Sometimes I wonder why certain people have such an impact on my life. Of course, there are those, whose importance and impact is very easy to explain. In fact, it's but natural to think that the things they say or do would make a significant difference in my life...

But then there are certain others. People who for an inexplicable reason or perhaps reason unknown to us... just make such a difference to our day that we almost wonder if there isn't some magical pull or power in their souls that just makes us naturally react positively (or negatively) to their actions, their words, or even their mere presence.

Sometimes, people who have this impact on me are miles away from me. Far far away.. Yet at times, just by thinking of them, or what they might be doing on a given day, just sends my heart fluttering and skipping a beat. These people may not be those who I've interacted with on a regular basis or people I've been close friends with or anything like that. Yet there's just something so mesmerising, almost magnetic about their personality that just makes my heart smile.

The mere thought of them makes my heart smile.

To know that there are people who can do that to me. . . kuchh kuchh hota hai... (a little something happens [to me])...

28 September 2005

A child's poetry

Ek arsa hogayaa hai
Kuchh baatein kehni thi aapse
Aap toh bhuul hi gaye
Lekin aap humse hain aur hum aapse

Aap toh yuhin chodkar chalegaye
Sochaa nahin kis haal mein honge bin aapke
Par khudaah ki rehmat samjhoon
Aap humse hain toh hain hum aapse

Aap ke pyaar ne rakha hai yaadon ko taazaa
Kuchh meethi baatein kuchh alfaaz hain aapke
Jab sochti hoon toh guzartaa hai din
Bas ek baat kehni thi aapse: ke aap humaare hain aur hum aapke

Who am I

Am I the girl I used to be? Or have I changed? If I've changed, have I adapted into a mould imposed upon me by society or social strictures? Or those people who I surround myself with?
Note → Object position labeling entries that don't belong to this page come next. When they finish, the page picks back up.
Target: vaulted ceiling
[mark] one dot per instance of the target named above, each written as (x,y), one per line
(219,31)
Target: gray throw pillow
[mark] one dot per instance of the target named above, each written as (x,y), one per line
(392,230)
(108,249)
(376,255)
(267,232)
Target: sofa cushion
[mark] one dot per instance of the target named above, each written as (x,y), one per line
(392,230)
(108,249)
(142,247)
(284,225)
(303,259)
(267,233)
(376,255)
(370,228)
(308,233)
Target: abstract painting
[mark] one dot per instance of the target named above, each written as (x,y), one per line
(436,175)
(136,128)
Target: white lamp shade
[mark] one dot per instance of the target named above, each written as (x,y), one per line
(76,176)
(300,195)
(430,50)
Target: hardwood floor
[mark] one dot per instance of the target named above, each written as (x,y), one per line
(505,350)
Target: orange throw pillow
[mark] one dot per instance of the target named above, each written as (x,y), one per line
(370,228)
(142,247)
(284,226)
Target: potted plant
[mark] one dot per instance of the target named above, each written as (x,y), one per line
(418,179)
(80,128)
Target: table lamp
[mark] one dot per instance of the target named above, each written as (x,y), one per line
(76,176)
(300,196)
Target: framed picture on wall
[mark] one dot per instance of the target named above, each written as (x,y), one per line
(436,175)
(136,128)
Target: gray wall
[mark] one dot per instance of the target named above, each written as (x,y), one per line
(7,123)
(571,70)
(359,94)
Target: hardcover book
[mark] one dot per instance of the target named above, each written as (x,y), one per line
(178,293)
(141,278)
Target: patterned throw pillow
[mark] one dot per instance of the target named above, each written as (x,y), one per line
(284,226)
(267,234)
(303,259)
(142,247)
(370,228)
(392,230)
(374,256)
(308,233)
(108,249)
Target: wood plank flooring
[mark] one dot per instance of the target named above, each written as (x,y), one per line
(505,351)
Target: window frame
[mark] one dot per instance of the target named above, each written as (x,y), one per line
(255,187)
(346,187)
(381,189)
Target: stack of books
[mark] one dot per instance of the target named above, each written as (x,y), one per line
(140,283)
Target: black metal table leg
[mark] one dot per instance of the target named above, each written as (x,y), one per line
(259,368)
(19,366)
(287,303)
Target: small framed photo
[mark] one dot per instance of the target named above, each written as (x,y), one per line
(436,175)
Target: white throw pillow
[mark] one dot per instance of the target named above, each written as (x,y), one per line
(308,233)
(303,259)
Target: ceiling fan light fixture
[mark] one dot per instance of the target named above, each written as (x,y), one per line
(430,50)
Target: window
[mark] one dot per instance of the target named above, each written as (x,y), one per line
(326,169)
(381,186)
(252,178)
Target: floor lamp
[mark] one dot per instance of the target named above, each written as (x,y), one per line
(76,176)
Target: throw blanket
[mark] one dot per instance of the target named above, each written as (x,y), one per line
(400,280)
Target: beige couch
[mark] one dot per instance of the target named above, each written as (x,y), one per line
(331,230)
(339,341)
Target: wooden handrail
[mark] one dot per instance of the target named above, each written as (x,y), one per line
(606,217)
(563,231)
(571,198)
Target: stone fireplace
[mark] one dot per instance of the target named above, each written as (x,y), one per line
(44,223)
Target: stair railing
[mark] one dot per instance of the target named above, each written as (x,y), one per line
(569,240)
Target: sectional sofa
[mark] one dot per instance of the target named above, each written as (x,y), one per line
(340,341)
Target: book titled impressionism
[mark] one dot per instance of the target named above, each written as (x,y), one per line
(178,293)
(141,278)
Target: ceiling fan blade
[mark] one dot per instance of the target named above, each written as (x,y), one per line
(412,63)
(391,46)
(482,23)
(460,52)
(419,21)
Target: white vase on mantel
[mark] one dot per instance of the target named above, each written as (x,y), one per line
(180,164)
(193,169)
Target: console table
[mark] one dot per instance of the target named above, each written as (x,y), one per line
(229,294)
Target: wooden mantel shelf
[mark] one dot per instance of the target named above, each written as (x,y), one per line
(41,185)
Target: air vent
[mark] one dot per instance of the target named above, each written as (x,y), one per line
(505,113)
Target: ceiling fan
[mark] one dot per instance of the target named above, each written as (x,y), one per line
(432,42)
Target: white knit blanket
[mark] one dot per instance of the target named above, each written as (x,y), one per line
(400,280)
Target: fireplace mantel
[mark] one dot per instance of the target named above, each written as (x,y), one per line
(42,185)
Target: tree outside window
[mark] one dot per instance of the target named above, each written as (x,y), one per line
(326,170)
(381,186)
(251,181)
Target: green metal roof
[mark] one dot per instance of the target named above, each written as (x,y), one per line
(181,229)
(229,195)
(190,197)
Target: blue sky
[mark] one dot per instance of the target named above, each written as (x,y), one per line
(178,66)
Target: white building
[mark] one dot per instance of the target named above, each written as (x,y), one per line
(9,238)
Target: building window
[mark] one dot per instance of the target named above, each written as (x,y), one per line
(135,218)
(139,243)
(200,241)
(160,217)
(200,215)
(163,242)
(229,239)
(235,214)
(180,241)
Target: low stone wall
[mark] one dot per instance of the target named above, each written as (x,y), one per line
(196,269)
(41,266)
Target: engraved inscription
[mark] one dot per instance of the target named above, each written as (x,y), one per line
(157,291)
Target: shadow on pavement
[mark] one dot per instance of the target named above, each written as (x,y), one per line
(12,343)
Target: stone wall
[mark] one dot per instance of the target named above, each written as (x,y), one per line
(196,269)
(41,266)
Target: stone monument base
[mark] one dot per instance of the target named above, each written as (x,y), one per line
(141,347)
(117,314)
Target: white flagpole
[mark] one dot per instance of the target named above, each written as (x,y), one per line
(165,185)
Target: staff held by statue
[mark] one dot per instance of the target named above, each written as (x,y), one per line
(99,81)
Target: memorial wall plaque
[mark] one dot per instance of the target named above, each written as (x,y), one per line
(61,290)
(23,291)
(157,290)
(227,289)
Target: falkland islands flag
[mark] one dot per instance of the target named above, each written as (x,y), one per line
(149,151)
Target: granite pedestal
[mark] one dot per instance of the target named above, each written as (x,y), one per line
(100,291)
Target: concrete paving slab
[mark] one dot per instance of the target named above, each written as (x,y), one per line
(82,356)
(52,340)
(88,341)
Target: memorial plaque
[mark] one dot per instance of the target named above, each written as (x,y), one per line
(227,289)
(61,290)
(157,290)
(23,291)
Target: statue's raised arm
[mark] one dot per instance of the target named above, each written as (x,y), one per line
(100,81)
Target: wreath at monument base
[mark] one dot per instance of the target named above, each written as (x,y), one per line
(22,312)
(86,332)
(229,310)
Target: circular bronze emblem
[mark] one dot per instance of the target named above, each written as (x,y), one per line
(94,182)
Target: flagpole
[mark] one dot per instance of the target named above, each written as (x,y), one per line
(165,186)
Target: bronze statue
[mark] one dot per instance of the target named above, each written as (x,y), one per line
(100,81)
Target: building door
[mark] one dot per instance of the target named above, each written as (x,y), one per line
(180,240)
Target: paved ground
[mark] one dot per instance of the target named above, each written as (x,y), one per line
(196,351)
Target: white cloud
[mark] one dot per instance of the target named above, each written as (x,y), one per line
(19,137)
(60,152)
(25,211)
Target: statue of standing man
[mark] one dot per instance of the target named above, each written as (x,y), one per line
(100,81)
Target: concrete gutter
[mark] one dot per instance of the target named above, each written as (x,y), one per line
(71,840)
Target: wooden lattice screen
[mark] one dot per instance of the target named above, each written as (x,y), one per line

Or would you say that ultimately, each person has a choice as to who s/he wishes to be. And therefore, by default, whoever I am today, is who I want to be?

I would never dream of relinquishing control over my personality and the essence of who I am to external factors beyond my realm. However, it does seem to be that there are forces at work which result in me operating somewhat differently than I may choose.

But that's not to say that I've lost myself is it? Am I not just gradually adapting myself to my surroundings and circumstances? Is it a compromise on my personality? Have I really succumbed to the external forces delimiting me?

But I do not see them as limitations. Rather, I see them as avenues for growth. And so I continue to grow, hopefully tending towards the goals which I have set for myself.

But alas, I'm back to where I began. Then who am I if I am in constant metamorphosis? I am the change.

I am nothing but a process.

27 September 2005

Still Soldiering On

For those who know me, you will know that my absence from my blog has not been a circumstance that I would have permitted had the circumstances been within my control.... but alas, after having been homeless for the last three and a half months, I aM sooooo Glad to say that I'm finally HOME!!!!!!!!!!!!!!!!!!!!!!!!!!!!!!!!!!!!

And I finnalllyyyyyyy have access to the net on a regular basis!!!! And so I'm shifting status from commentator-back-to-blogger!!!!!